Beethoven’s Judas Maccabaeus Variations drew comparison with the Steven Isserlis and Robert Levin partnership a week earlier – and unfortunately most were unfavourable. From as early as Handel’s theme something was immediately awry, as the two musicians placed deliberate emphasis on particular notes and made the phrasing uneven, even before the first Variation. Lazic proceeded to take the lead with impressive attention to detail, and his flourishing chords that picked up after the minor-key Variation were beautifully rendered. The canonic sixth Variation returned to the oddly exaggerated note emphasis from both, however, and the roomy penultimate Variation, like a recitative in its outer sections, was extended a little too much.

After this rather indulgent performance Schubert’s Sonata for Arpeggione (a bowed guitar) and Piano restored the balance. With the arpeggione itself an obsolete instrument, the cello remains the ultimate beneficiary of this work, even if the demands made on its high register are considerable. Wispelwey handled these with ease, and both musicians enjoyed the springy dance episodes that made up the second group of thematic material. Once again Lazic secured detailed yet highly musical accompaniment, and the pair found plenty of room for a restful Adagio. Wispelwey’s cantabile tone for the Allegretto finale was most appropriate, with spikier dance sections characterized by crisp piano-playing from Lazic.

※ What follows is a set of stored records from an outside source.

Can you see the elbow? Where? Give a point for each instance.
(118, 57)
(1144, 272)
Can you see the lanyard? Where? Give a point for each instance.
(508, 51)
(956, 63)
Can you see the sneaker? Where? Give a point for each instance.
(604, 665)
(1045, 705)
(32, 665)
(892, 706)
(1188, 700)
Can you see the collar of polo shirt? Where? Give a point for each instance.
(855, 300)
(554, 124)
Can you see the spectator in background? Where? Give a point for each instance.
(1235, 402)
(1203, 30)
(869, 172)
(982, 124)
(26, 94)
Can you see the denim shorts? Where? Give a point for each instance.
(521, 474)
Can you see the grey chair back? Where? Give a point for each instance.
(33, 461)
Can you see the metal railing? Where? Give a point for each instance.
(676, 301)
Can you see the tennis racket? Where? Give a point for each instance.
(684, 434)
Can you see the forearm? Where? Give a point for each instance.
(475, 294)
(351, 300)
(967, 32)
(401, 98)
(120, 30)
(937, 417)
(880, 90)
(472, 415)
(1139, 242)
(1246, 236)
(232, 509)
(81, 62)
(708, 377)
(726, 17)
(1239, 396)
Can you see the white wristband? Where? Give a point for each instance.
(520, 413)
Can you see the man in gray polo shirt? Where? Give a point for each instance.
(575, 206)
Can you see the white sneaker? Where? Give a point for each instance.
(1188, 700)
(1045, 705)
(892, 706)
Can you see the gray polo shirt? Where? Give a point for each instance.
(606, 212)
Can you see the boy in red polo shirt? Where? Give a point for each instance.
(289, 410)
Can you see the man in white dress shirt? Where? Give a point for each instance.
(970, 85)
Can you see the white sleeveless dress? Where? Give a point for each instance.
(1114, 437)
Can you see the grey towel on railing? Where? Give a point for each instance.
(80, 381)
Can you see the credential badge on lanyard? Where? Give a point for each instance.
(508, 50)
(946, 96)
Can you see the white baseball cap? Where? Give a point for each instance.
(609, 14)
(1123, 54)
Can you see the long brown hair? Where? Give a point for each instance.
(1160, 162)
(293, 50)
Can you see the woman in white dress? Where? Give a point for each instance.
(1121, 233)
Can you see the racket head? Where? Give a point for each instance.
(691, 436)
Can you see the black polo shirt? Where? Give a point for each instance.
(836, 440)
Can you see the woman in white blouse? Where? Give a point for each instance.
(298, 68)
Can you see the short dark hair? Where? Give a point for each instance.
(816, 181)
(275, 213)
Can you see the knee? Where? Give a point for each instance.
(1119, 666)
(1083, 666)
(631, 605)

A characterful if rather aggressive performance of Britten’s Sonata followed, at times threatening to remove the cellist’s bow hair altogether! Edgy does not come close to describing the ‘Dialogo’, which sprang forward in a manic rush, though time was found for an atmospheric end on Wispelwey’s harmonics. Most successful was the pizzicato ‘Scherzo’, a tribute to Bartók that both players kept exquisitely controlled and shaded. The ‘Elegia’ felt too fraut at a rather unhinged climax, approached by Wispelwey with a wild portamento, and the weighty ‘March’ was loud at its end. Finally the ‘Moto perpetuo’ pitted the rat-a-tat cello figures against Lazic’s more sustained accompaniment, with definition overcoming repeated stick-on-string sounds by the cellist, before the two finished in a hugely expansive unison.

As an encore to sooth the fevered brow of the audience (if not BBC Radio 3 listeners) was Fauré’s Après un Rêve; the completion of a varied recital during which the performances could never be accused of sitting on the fence!